The casting of Slick Novak proved to be problematic. Burt Lancaster turned the role down because he did not like the script and did not find the character to be believable. Richard Widmark tested well, but studio executives were concerned his portrayal of a sadistic killer in the previous year's Kiss of Death would make it difficult for audiences to accept him in a sympathetic role. Thirteen additional actors were considered, and of them all Davis thought James Davis was best suited for the part. New York theatrical director Bretaigne Windust had been assigned the film because of his intimate knowledge of the Manhattan social scene, but Bette Davis felt that he ultimately was responsible for her leading man's lackluster performance. "Because of the overanalytical approach of Bretaigne Windust," she later observed, "Jim Davis never again during filming showed any signs of the character he portrayed in the test that made me want him for the part. No help I tried to give him could offset the effect of the detailed direction of Windust. He was lost and openly admitted it."

==Box office==
The film cost $1,927,000 and took in $1,083,000 at the box office, $880,000 domestic and $203,000 foreign.

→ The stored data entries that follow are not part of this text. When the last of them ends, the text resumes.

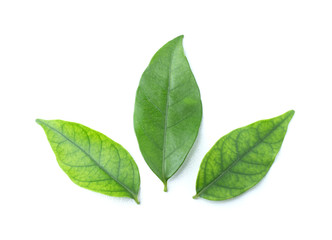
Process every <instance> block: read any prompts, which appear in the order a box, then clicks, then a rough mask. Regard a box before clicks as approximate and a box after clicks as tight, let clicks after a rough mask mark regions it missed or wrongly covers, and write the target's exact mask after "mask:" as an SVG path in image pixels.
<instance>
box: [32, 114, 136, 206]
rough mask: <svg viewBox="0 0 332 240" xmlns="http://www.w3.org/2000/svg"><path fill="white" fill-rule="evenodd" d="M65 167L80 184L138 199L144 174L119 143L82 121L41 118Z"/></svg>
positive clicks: (73, 178) (64, 167)
mask: <svg viewBox="0 0 332 240" xmlns="http://www.w3.org/2000/svg"><path fill="white" fill-rule="evenodd" d="M36 122H37V123H38V124H39V125H40V126H42V127H43V129H44V130H45V133H46V135H47V138H48V141H49V143H50V144H51V147H52V149H53V152H54V153H55V155H56V159H57V161H58V163H59V165H60V167H61V168H62V170H63V171H64V172H65V173H66V174H67V175H68V176H69V178H70V179H71V180H72V181H73V182H74V183H76V184H77V185H79V186H81V187H83V188H87V189H89V190H92V191H95V192H99V193H103V194H106V195H109V196H116V197H129V198H133V199H134V200H135V201H136V202H137V203H139V202H138V198H137V195H138V191H139V186H140V177H139V172H138V168H137V165H136V163H135V162H134V160H133V158H132V157H131V156H130V154H129V153H128V152H127V151H126V150H125V149H124V148H123V147H122V146H121V145H120V144H118V143H116V142H114V141H113V140H111V139H110V138H108V137H106V136H105V135H103V134H102V133H99V132H97V131H95V130H92V129H90V128H88V127H85V126H83V125H81V124H77V123H73V122H66V121H62V120H50V121H46V120H41V119H37V120H36Z"/></svg>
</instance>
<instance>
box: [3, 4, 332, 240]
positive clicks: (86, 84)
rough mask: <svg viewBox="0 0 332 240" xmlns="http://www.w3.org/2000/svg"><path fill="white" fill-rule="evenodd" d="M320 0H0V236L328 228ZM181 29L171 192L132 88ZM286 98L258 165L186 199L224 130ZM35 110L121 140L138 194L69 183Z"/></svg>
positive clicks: (320, 8) (328, 99) (330, 67)
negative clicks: (174, 173) (268, 160)
mask: <svg viewBox="0 0 332 240" xmlns="http://www.w3.org/2000/svg"><path fill="white" fill-rule="evenodd" d="M331 12H332V2H331V1H319V0H314V1H306V0H299V1H294V0H279V1H269V0H262V1H257V0H251V1H248V0H245V1H236V0H232V1H206V0H205V1H193V0H191V1H180V0H177V1H171V0H168V1H156V0H154V1H144V0H139V1H138V0H135V1H84V0H78V1H71V0H65V1H62V0H58V1H46V0H41V1H34V0H30V1H15V0H8V1H6V0H1V1H0V106H1V109H0V115H1V118H0V121H1V124H0V128H1V131H0V146H1V147H0V151H1V155H0V161H1V164H0V194H1V197H0V221H1V223H0V239H4V240H7V239H207V240H208V239H244V238H245V239H304V238H307V239H331V238H332V234H331V230H330V229H329V228H330V227H331V214H332V207H331V202H332V197H331V189H332V188H331V183H332V177H331V176H332V175H331V168H332V159H331V147H332V140H331V134H332V129H331V123H332V115H331V102H332V97H331V84H330V83H331V80H332V14H331ZM181 34H183V35H184V36H185V38H184V48H185V52H186V55H187V57H188V60H189V62H190V65H191V68H192V71H193V73H194V75H195V77H196V80H197V82H198V85H199V87H200V91H201V96H202V102H203V121H202V125H201V128H200V132H199V135H198V138H197V141H196V143H195V145H194V147H193V148H192V150H191V152H190V154H189V156H188V158H187V159H186V162H185V164H184V165H183V166H182V168H181V169H180V170H179V171H178V173H177V174H176V175H175V176H174V177H173V178H172V179H171V180H170V181H169V192H167V193H164V192H163V185H162V183H161V182H160V181H159V179H158V178H157V177H156V176H155V175H154V174H153V173H152V171H150V169H149V168H148V166H147V164H146V163H145V161H144V159H143V158H142V156H141V154H140V151H139V148H138V144H137V141H136V137H135V134H134V130H133V120H132V119H133V110H134V102H135V92H136V88H137V86H138V83H139V79H140V76H141V74H142V73H143V71H144V69H145V68H146V67H147V65H148V63H149V61H150V59H151V57H152V56H153V54H154V53H155V52H156V51H157V50H158V49H159V48H160V47H161V46H162V45H164V44H165V43H166V42H167V41H169V40H171V39H173V38H175V37H177V36H178V35H181ZM290 109H294V110H295V111H296V113H295V116H294V118H293V120H292V121H291V123H290V125H289V131H288V133H287V135H286V138H285V141H284V144H283V146H282V149H281V151H280V152H279V154H278V156H277V158H276V160H275V163H274V164H273V166H272V168H271V170H270V171H269V173H268V175H267V176H266V177H265V178H264V179H263V180H262V181H261V182H260V183H259V184H258V185H257V186H256V187H254V188H253V189H251V190H250V191H248V192H246V193H244V194H243V195H241V196H239V197H237V198H234V199H232V200H228V201H222V202H211V201H208V200H204V199H198V200H193V199H192V196H193V195H194V194H195V181H196V176H197V173H198V169H199V165H200V162H201V160H202V158H203V157H204V155H205V153H206V152H207V151H208V150H209V149H210V148H211V146H212V145H213V144H214V143H215V142H216V141H217V140H218V139H219V138H220V137H222V136H223V135H225V134H227V133H228V132H230V131H231V130H233V129H235V128H238V127H242V126H245V125H247V124H250V123H252V122H254V121H257V120H261V119H266V118H271V117H275V116H278V115H280V114H282V113H284V112H286V111H288V110H290ZM36 118H42V119H63V120H67V121H74V122H78V123H81V124H84V125H86V126H89V127H91V128H93V129H95V130H98V131H100V132H102V133H104V134H106V135H107V136H109V137H110V138H112V139H113V140H115V141H117V142H119V143H120V144H122V145H123V146H124V147H125V148H126V149H127V150H128V151H129V152H130V153H131V155H132V156H133V157H134V159H135V161H136V163H137V165H138V167H139V170H140V175H141V191H140V195H139V198H140V200H141V204H140V205H136V203H135V202H134V201H133V200H131V199H121V198H114V197H108V196H104V195H101V194H98V193H94V192H91V191H88V190H86V189H83V188H80V187H78V186H76V185H75V184H73V183H72V182H71V181H70V180H69V178H68V177H67V176H66V175H65V173H63V172H62V170H61V169H60V167H59V166H58V164H57V162H56V159H55V156H54V154H53V152H52V150H51V148H50V146H49V143H48V142H47V140H46V137H45V134H44V132H43V130H42V129H41V127H40V126H38V125H37V124H36V123H35V119H36Z"/></svg>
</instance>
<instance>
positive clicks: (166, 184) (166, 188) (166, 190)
mask: <svg viewBox="0 0 332 240" xmlns="http://www.w3.org/2000/svg"><path fill="white" fill-rule="evenodd" d="M164 192H167V181H166V182H164Z"/></svg>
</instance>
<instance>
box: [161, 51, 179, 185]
mask: <svg viewBox="0 0 332 240" xmlns="http://www.w3.org/2000/svg"><path fill="white" fill-rule="evenodd" d="M176 47H177V45H176V46H175V48H174V50H173V52H172V55H171V59H170V64H169V69H168V78H167V97H166V107H165V120H164V141H163V159H162V165H161V174H162V177H163V179H164V184H165V189H164V190H165V191H167V179H166V156H165V155H166V141H167V128H168V127H167V124H168V108H169V95H170V90H171V88H170V83H171V74H172V71H171V70H172V64H173V57H174V53H175V49H176Z"/></svg>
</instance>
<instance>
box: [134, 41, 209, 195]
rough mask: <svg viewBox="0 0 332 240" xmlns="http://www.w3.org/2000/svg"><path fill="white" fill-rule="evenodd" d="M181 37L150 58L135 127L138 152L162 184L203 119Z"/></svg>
mask: <svg viewBox="0 0 332 240" xmlns="http://www.w3.org/2000/svg"><path fill="white" fill-rule="evenodd" d="M182 40H183V36H179V37H177V38H175V39H173V40H171V41H170V42H168V43H167V44H165V45H164V46H163V47H162V48H161V49H159V51H158V52H157V53H156V54H155V55H154V56H153V58H152V60H151V62H150V64H149V66H148V67H147V68H146V70H145V71H144V73H143V75H142V78H141V80H140V83H139V86H138V89H137V93H136V101H135V112H134V126H135V132H136V136H137V140H138V143H139V147H140V150H141V153H142V155H143V157H144V159H145V161H146V163H147V164H148V165H149V167H150V168H151V170H152V171H153V172H154V173H155V174H156V175H157V176H158V177H159V178H160V180H161V181H162V182H163V183H164V190H165V191H167V180H168V179H169V178H170V177H171V176H172V175H173V174H174V173H175V172H176V171H177V170H178V169H179V167H180V166H181V165H182V163H183V162H184V160H185V158H186V156H187V154H188V152H189V150H190V149H191V147H192V145H193V144H194V142H195V139H196V137H197V134H198V130H199V126H200V123H201V119H202V103H201V98H200V93H199V89H198V86H197V83H196V80H195V78H194V75H193V74H192V72H191V69H190V66H189V63H188V61H187V58H186V56H185V55H184V50H183V46H182Z"/></svg>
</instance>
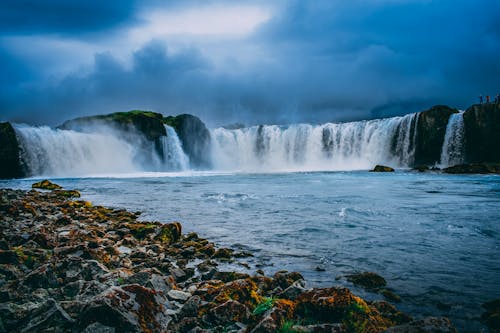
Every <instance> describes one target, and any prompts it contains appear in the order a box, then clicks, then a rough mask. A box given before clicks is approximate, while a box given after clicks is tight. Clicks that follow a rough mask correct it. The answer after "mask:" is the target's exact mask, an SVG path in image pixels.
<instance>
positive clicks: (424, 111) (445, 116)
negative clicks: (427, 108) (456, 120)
mask: <svg viewBox="0 0 500 333" xmlns="http://www.w3.org/2000/svg"><path fill="white" fill-rule="evenodd" d="M457 112H458V110H457V109H454V108H450V107H449V106H446V105H436V106H433V107H432V108H430V109H429V110H426V111H423V112H420V113H419V115H418V122H417V139H416V148H415V165H434V164H436V163H439V162H440V159H441V149H442V147H443V142H444V137H445V134H446V127H447V126H448V120H449V118H450V116H451V115H452V114H453V113H457Z"/></svg>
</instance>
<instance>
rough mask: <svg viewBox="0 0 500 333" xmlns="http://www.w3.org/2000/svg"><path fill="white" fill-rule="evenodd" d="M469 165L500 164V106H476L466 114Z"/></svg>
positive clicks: (465, 152) (467, 111)
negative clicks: (479, 163)
mask: <svg viewBox="0 0 500 333" xmlns="http://www.w3.org/2000/svg"><path fill="white" fill-rule="evenodd" d="M464 125H465V138H466V140H465V154H466V159H467V162H469V163H484V162H486V163H500V104H498V103H496V104H493V103H488V104H476V105H473V106H471V107H470V108H468V109H467V110H466V111H465V113H464Z"/></svg>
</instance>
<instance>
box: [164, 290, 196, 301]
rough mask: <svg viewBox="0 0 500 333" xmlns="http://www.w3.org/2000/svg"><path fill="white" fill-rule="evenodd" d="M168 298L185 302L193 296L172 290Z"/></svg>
mask: <svg viewBox="0 0 500 333" xmlns="http://www.w3.org/2000/svg"><path fill="white" fill-rule="evenodd" d="M167 296H168V297H169V298H170V299H172V300H175V301H183V302H185V301H187V300H188V298H189V297H191V294H190V293H188V292H185V291H181V290H175V289H172V290H170V291H169V292H168V293H167Z"/></svg>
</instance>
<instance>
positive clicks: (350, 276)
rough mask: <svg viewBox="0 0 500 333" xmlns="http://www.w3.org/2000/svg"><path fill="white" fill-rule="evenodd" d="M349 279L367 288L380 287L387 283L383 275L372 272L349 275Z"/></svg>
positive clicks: (352, 281) (376, 287)
mask: <svg viewBox="0 0 500 333" xmlns="http://www.w3.org/2000/svg"><path fill="white" fill-rule="evenodd" d="M347 280H348V281H350V282H352V283H353V284H355V285H357V286H361V287H363V288H366V289H378V288H382V287H385V286H386V284H387V282H386V281H385V279H384V278H383V277H381V276H380V275H378V274H376V273H372V272H362V273H356V274H351V275H347Z"/></svg>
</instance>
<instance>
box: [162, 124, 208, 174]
mask: <svg viewBox="0 0 500 333" xmlns="http://www.w3.org/2000/svg"><path fill="white" fill-rule="evenodd" d="M164 122H165V124H167V125H169V126H171V127H173V128H174V129H175V131H176V132H177V135H178V136H179V139H180V140H181V142H182V147H183V149H184V152H185V153H186V154H187V155H188V156H189V159H190V162H191V166H193V167H195V168H208V167H210V166H211V165H212V163H211V160H210V141H211V139H210V131H209V130H208V129H207V127H206V126H205V124H204V123H203V122H202V121H201V120H200V118H198V117H195V116H192V115H190V114H181V115H178V116H175V117H172V116H169V117H166V118H165V120H164Z"/></svg>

It was Davis' second film to lose money. Deception, made in 1946, was her first financial failure. Winter Meeting was her least financially successful Warners release. As a result, Jack L. Warner lost confidence in Davis as an asset to the studio, and Winter Meeting marked the beginning of her final days as a Warner star.

==Reception==
In his review in The New York Times, Bosley Crowther opined"Of all the frustrating experiences that Bette Davis has had in films...[this] is clearly the most bewildering, not only for her but for us... No doubt, the people at Warners thought they were doing Miss Davis a good turn by putting her in this situation which would tax the composure of a lady Job...But actually [their] generosity is Miss Davis' misfortune in this case and her manner of handling the situation is much better than that of the script...she actually catches at times some sense of a woman's deep disturbance at a most puzzling turn in an affair of love. And never, let's say to her credit, does she nibble the scenery as of yore. However, the explanation may be that she's so busy speaking lines — endless lines of completely tedious dialogue — that she has no time for anything else...Catherine Turney, who assembled this rhetoric...should be made to sit through Winter Meeting about twenty-five or thirty times — which is the number of times you are likely to feel you've sat through it when you've seen it once."

Time observed:"The best thing that can be said about Winter Meeting is that its attempt to articulate Ethel Vance's obscure theme is a thoroughly honest failure and that Bette Davis's talents are great enough to be sometimes apparent even in the midst of such unrewarding mediocrity."

Variety noted:"Miss Davis tries hard, but the script and the part and its treatment are against her, and the role assigned [James] Davis opposite her is too much for him."

TV Guide stated:This one has more talk than a Senate filibuster and is only a tenth as interesting. Bette Davis is one of the great 'sufferers' of the silver screen and she does it again here, but the audience suffers just as much in this overblown drama."